All About PowerBait
PowerBait is one of those classic tackle items that some fishermen swear by, and they always have a jar of it in their tackle boxes. It’s easy to use, effective, and fairly cost-efficient if you know what you’re doing with it. If you don’t know what I’m talking about, you’ve probably at least seen it before. It comes in the little colorful jars that line tackle store shelves.
The strong scent of PowerBait is capable of luring in fish from further out in the pond, and the shaped versions of it produce a fair amount of action that entices even the most picky of fish.
However, a lot of the folks who swear by PowerBait don’t actually know what makes it tick. It seems like a magical piece of plastic food that just so happens to smell worse than a carp that’s been laying in the sun all day.
So, to help you understand a little better exactly what PowerBait is, I’m going to go over the list of ingredients used to make PowerBait, and then I’ll talk about how it affects both humans and the fish we’re catching with it.
What Is Powerbait Made Out Of?
For starters, all PowerBaits are PVC-based. That’s the same stuff used for a lot of the plumbing in your house. However, Berkley uses a very fine PVC powder that can be mixed with fluids to create a paste for most of their products.
For the dough variety of PowerBait, oil-based resin is added, and the concoction is heated. That’s what gives it its knock-off Play-Doh consistency. The resin is perfectly safe for humans, animals, and the environment, and while the exact oil used is unknown, it is a food-grade oil.
While the dough is being formed, Berkley’s signature scent profile is added. The recipe is changed slightly depending on what fish species the particular bait is meant for. Since the scent is added during this “cooking” process, it is locked into the dough, and it only releases when you start molding it onto your hook. That makes it a long-lasting bait, and it maximizes its ability to attract fish.
Molded Shaped Baits
The shaped lures are made in a similar fashion, and they contain most of the same ingredients. The only real differences are that the PVC compound is denser, and it’s molded into small lures instead of being blended into a paste. Those lures are then suspended in the oil-resin and scent recipe. That makes them messier to use, and there’s another drawback I’ll talk about later.
Finally, if you came here looking for Berkley’s scent recipes, you’re going to be disappointed. Those are heavily protected trade secrets, and you’d have to work as a higher-up Berkley executive to know exactly what gets put into the scent mixtures. Until Berkley decides to let the cat out of the bag, we can only guess what gives their products that horrendous, yet effective, scent.
Is Powerbait Toxic To Humans?
A lot of people wonder if PowerBait is safe to use. I don’t blame them, and I don’t blame you if you’re curious. It’s a horrible smelling bait, and no one knows what makes it smell that way. However, Berkley’s PowerBait products are certified as being safe for the environment and non-toxic.

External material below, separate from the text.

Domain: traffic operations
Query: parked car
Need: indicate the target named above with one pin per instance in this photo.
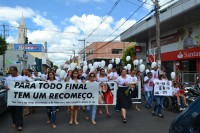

For all normal applications, PowerBait is perfectly safe to use. It won’t poison the fish you catch with it if you let them go, and it won’t poison you if you decide to eat your catch. It’s even biodegradable, and it won’t cause any harm to the environment.
Safe, But Don’t Eat It
However, that doesn’t mean you should sit down for a nice plate of PowerBait and toast. It is still made out of PVC, and while the PVC powder will most likely pass through your system harmlessly if you consume it, I don’t like the idea of eating plastic and neither should you.
I recommend cleaning your fish the exact same way you always do, and make sure there aren’t any neon dough balls left behind on the meat you harvest. That’ll keep that PowerBait stench from affecting your food, and you can sleep easy knowing you didn’t eat ground up PVC.
My Personal Experience With Powerbait
Molded Shaped Powerbait
Finally, I have a personal tidbit to add to this. While PowerBait is non-toxic, I’ve noticed the molded lure version’s oil can be pretty harsh on the skin. Every time I dip my fingers in to pull out a u-tail grub, my fingers end up stinging until I wash my hands, and they get dried out very quickly. That’s a minor issue, and I don’t consider it to be a health concern, but you should wear gloves to retrieve the suspended lures if you use that type of PowerBait and have sensitive skin. It’ll help you focus on your fishing instead of worrying about your fingers.
Luckily, I’ve never had that problem with the dough, and I’m guessing most other people haven’t, either. The lures are probably like that because the chemicals are concentrated in the oil to ensure the lures are fully saturated in scent compound.
Powerbait is especially great for beginners. Do I recommend using it? Absolutely. Like I said earlier, I love using the stuff and I’ve caught a lot of fish with it.
If you haven’t used it, or are questioning using it, I recommend at least giving it a try. Powerbait is pretty inexpensive and it’s a great way to catch your limit of trout as well as other species of fish.